Every business strives to become larger. If they are investor-owned, there is continuing pressure to share ever larger gains with stockholders. In fact, these companies have a legal obligation to do so. To appear as delivering, some companies go so far as to “cook the books.” Lehman, for example, hid billions in losses by lending toxic assets to other firms at the end each quarter to take them off its balance sheet. The practice continues at other firms.

At a certain point there is not enough money to fuel corporate growth. Globalization was a short term solution for companies who could no longer sell enough at home. Now, the world’s corporate water trough is emptying. Unless buyers are found on nearby planets, collapse is inevitable just like any other pyramid scheme.

Trickle down or drought on Main Street

U.S._TreasuryIt’s a marketing problem. There are half as many banks now as there were 20 years ago and who knows how many local department stores, hardware stores and bakeries have been wiped out by Wal-Mart, Home Depot and Dunkin Donuts. Deregulation has also left us with fewer, but larger utilities. The local impact is dramatic and frightful.

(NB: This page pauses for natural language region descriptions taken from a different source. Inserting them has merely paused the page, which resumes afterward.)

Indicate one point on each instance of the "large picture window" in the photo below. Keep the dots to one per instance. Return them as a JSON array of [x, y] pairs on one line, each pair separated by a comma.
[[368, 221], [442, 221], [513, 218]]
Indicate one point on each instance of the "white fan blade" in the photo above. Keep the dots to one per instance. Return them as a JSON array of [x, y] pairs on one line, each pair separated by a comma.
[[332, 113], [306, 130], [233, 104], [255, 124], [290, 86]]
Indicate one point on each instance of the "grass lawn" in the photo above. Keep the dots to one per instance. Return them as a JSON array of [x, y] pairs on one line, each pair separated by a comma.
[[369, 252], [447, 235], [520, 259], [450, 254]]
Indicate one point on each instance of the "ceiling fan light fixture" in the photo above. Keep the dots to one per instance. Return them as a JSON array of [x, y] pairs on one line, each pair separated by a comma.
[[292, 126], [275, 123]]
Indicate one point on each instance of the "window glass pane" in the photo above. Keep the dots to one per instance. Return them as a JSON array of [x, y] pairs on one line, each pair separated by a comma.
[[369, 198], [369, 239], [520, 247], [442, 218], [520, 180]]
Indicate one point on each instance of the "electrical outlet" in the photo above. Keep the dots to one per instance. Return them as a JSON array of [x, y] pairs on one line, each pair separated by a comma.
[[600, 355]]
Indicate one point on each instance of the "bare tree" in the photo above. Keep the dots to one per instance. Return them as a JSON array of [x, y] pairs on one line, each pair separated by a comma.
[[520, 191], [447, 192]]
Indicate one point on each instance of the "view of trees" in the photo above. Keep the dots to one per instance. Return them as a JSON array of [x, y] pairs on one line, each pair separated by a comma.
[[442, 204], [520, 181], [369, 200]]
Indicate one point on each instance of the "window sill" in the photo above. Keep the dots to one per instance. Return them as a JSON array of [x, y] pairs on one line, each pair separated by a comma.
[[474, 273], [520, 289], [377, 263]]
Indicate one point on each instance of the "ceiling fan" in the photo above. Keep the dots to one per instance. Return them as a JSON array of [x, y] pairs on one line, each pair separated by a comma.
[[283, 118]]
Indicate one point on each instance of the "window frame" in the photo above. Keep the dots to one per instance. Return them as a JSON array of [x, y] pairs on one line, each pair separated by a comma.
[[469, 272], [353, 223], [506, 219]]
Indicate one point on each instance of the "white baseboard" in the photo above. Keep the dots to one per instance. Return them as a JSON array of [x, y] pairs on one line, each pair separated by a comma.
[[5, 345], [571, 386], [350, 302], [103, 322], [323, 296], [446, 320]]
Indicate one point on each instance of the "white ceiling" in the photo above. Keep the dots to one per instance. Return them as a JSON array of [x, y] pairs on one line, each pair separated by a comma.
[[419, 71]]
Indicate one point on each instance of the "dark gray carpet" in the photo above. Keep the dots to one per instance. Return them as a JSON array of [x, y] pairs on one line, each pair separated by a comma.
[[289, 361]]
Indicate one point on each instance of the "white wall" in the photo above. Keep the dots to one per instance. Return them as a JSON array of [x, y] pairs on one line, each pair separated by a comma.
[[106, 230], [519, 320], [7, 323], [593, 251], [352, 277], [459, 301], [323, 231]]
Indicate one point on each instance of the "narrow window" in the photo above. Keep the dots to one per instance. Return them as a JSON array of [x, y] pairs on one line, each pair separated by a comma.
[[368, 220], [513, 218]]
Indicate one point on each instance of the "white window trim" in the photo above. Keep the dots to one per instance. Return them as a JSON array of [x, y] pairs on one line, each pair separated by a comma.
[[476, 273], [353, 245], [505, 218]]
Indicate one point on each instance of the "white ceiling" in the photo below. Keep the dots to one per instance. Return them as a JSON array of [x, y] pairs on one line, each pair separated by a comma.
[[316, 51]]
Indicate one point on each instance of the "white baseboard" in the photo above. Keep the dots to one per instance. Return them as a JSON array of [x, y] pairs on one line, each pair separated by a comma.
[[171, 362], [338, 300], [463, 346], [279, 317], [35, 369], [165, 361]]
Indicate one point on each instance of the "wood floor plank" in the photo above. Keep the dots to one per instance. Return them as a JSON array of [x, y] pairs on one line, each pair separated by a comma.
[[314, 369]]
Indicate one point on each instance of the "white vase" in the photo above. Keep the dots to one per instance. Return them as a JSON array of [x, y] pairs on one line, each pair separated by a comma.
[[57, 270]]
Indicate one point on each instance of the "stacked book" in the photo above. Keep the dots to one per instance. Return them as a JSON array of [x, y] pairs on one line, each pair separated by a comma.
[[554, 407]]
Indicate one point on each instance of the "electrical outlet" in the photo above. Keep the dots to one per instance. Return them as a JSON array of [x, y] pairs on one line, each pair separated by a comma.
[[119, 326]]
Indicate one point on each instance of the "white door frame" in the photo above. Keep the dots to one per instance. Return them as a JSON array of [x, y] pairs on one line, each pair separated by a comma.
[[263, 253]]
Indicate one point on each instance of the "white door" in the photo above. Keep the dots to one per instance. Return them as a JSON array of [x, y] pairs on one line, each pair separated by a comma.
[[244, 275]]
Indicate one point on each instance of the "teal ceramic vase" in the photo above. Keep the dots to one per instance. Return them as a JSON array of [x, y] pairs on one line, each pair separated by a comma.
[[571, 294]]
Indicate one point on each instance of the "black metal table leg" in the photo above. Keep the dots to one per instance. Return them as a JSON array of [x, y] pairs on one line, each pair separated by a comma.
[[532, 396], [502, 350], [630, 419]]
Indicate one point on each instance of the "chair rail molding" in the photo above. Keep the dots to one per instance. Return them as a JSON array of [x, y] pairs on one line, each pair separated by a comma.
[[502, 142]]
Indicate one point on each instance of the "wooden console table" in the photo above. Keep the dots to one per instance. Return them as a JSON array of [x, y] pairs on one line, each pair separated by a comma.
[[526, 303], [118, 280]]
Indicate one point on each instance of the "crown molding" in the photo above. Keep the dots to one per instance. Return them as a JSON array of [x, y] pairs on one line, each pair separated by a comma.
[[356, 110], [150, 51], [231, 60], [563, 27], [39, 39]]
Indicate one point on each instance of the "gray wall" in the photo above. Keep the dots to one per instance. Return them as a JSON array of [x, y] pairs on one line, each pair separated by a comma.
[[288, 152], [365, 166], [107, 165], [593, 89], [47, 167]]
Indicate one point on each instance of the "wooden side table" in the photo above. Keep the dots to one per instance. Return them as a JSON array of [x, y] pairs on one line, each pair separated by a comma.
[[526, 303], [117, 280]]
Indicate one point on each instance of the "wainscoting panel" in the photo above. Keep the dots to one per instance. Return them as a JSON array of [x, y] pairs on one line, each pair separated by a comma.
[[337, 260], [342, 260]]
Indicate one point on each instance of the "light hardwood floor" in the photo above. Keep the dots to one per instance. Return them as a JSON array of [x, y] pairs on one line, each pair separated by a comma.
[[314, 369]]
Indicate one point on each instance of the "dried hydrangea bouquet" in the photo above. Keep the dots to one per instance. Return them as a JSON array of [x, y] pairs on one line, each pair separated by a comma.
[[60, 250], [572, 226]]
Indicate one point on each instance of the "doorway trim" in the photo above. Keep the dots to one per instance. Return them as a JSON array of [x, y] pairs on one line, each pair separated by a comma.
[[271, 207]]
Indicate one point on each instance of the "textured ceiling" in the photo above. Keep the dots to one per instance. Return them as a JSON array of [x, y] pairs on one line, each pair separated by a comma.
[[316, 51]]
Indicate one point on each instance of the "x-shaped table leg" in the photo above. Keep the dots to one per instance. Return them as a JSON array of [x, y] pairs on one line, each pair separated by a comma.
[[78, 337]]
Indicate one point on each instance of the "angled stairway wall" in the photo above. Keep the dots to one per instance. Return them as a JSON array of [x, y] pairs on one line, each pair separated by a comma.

Small businesses, community banks and even the media now have fewer customers and prospects as it is inherently more difficult to pitch and win business from the large conglomerates. And, since the biggest companies need to continually find economies to support investors, local jobs are sacrificed. Is it really a mystery why the nation’s unemployment rate hovers at 10 percent?

Asking consumers to buy local or “made in USA” products and services is not a solution. Cash-strapped consumers now rely on the ostensibly lower prices of the major conglomerates even though their fiscal woes are directly related to the excesses of these same companies.

Even foreign policy is being twisted by events. The “special relationship” between the United States and Great Britain is being threatened by the BP oil crisis, for example.

Logical solutions are elusive since there are few unbiased voices today. Political leaders, bankrolled by special interests, create daily distractions with their vitriol. Economic pressure on the media results in meaningless sound bites and opinion disguised as news. Americans are often left ignorantly lobbying against their own best interests — whether the issue is healthcare, taxes or social concerns — because they have been directed to choose sides without comprehending the ramifications of these positions.

Ultimately saner minds must prevail. Government’s role — to reign in corporate extremism, foster truly free markets or devise a rational compromise — must be defined. Who will step up to the plate?